W Stanach Zjednoczonych DINKS stanowią 14 proc. wszystkich związków małżeńskich. W Japonii jest 8 mln takich par, zaś w Niemczech - 4 mln. W Kanadzie, Holandii, Nowej Zelandii czy Wielkiej Brytanii co piąte małżeństwo deklaruje, że nie chce mieć dzieci. Według prognoz Amerykańskiego Urzędu Statystycznego, w 2010 r. w USA co piąta para (31 mln osób) będzie żyła jako DINKS. Paradoksalnie, USA są jednocześnie krajem, gdzie świetnie ma się tradycyjna wielodzietna rodzina. DINKS nie są więc żadnym zagrożeniem dla witalności i przyszłości społeczeństwa. Co innego w Japonii, gdzie bezdzietne pary wypierają tradycyjny model rodziny.
Ideologia DINKS "Wiele jest powodów, dla których nie warto mieć dzieci. Jednym z nich jest to, że mogą być brzydkie", "Hitler też miał rodziców" - takie hasła można usłyszeć podczas spotkań par, które twierdzą, że świadomie wybrali życie bez potomstwa. Uważają się za mniejszość, która walczy ze społeczeństwem zniewolonym przez przymus reprodukcji. Skarżą się, że traktuje się ich gorzej od samotnych bezdzietnych, wyzywa od egoistów.

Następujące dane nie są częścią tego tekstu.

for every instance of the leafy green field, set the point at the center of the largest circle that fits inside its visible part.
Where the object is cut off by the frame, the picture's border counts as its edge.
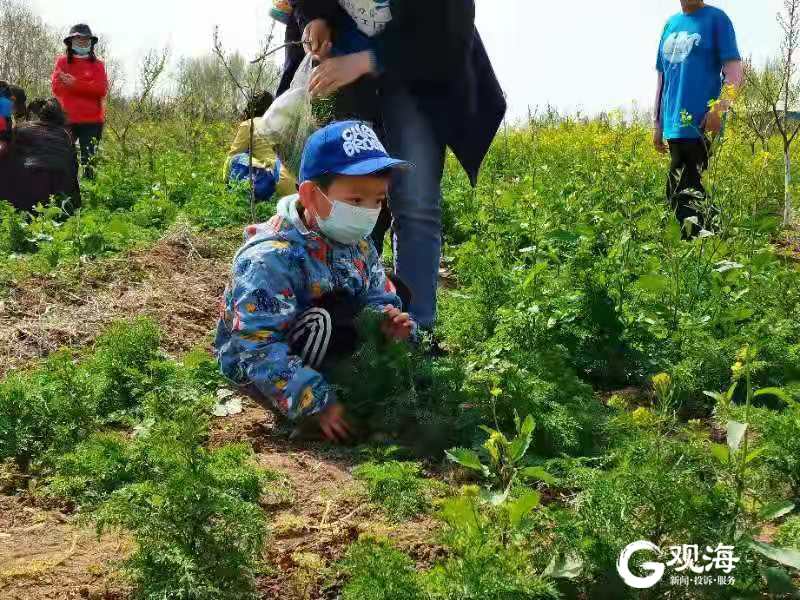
(606, 382)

Madelyn Cain, autorka "Bezdzietnej rewolucji", twierdzi, że DINKS są obecnie traktowani tak samo jak homoseksualiści przed dwudziestu laty. Laura Caroll, autorka książki "Rodzina dla dwojga: rozmowy ze szczęśliwymi małżeństwami bez dzieci", uważa tymczasem, że bezdzietność może być powodem do dumy, choćby dlatego, iż wstrzymanie się od prokreacji pozwala uniknąć wyrzutów sumienia, gdy dzieci nie są szczęśliwe bądź nie radzą sobie w życiu.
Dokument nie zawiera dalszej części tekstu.